When everything starts going wrong
It’s nearing 6:30 pm by this point, we had called the kids twice to let them know we were running late. I am back upstairs sitting with the first doctor I started out with at the beginning of that day, Damn what a day, all day at the doctors to have me checked out. Pissed off at myself, put it off for too long and it’s coming to bite me in the ass. Anyways sitting in front of this doctor she now has my blood tests back and starts to talk about my blood counts, my blood glucose levels, my cholesterol, and then she says the word prehypertension, I clearly remember asking what do you mean prehypertension? Isn’t that like high blood pressure. I can’t have that, old people have that not me, I just turned thirty-five. She goes on to further explain this is a side effect from many things going on with my body but the underlying issue may be stemming from my sleep disorder, obesity, and that my body is showing many different failures because of the lack of oxygen to my brain while I sleep. By me smoking, I was only killing myself sooner. I was lacking oxygen. The doctor now starts talking about vitamin levels in my body and that I have a deficiency in various vitamin levels. This can all be treated, however, she wanted to do additional testing on was my Vitamin D specifically and she mentions its unusually low. She also says that various studies have been done linking the unusually low Vit D levels in patients with a sleep disorder. She also explained that Vitamin D has a big role in high blood pressure and chronic pain and depression. I was given a prescription right away for the inflammation, Vitamin D, and a schedule for follow-up testing that I had to go through within the next few weeks.

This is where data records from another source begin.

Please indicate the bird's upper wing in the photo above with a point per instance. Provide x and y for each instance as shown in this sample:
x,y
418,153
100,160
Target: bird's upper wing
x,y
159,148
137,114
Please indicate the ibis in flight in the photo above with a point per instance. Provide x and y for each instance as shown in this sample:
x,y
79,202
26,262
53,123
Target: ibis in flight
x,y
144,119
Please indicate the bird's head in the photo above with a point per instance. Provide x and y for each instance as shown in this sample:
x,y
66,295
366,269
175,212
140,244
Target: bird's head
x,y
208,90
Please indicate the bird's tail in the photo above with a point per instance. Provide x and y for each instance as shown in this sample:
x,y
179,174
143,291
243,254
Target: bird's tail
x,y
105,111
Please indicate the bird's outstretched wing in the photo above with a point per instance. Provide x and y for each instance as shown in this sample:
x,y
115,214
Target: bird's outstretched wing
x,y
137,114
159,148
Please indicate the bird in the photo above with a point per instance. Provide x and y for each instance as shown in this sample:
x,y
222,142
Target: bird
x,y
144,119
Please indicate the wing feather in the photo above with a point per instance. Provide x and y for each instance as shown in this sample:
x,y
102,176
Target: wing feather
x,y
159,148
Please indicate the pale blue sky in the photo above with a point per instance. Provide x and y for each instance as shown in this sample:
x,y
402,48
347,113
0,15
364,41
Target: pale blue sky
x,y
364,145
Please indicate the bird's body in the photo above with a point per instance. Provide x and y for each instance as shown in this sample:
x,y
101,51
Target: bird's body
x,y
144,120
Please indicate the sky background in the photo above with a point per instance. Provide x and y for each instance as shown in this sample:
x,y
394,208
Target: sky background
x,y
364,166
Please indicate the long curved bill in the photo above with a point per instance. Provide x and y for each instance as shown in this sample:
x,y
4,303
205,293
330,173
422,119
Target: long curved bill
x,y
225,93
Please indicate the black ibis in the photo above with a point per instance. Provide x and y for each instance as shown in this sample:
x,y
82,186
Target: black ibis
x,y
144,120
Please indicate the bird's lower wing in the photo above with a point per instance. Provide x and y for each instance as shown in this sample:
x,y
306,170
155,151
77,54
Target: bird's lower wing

Then she starts talking about the S word, no not shit, stress. She list some of the effects stress has on a person and asks me if I recognize any. No shit, in every category she described I saw a bit of myself. She suggested that I take time and evaluate my lifestyle and look at making some major life changes. She was frank and honest, she said that based on our conversations the past few years sounded like there were some major life events happening in my life and with an undiagnosed combination of a sleep disorder, and everything else going on in my body I simply could have one day decided not to wake up. My body would not have been healthy enough to remind my brain to wake up and to breathe. I remember thinking, I just became a fucking case study for this doctor, I’m a mess.
God is always watching over all of us, Thank you, Lord
I leave this medical center thanking God he had to lead me to a one-stop shop and being very mad at myself for letting things getting this bad with me, my health. Guilty as charged, it wasn’t a priority for me to take care of me, what a fucked up way of thinking that was. I didn’t have a lot of answers but I did a lot of different questions. But there was a path laid out in front of me to do some tests and figure this out. I knew there were a few things wrong. Yes, the next month and a half were scary AF. I still don’t know what’s worse waiting to hear the results or getting them. Either way, after this long day this supermom was supermom no more.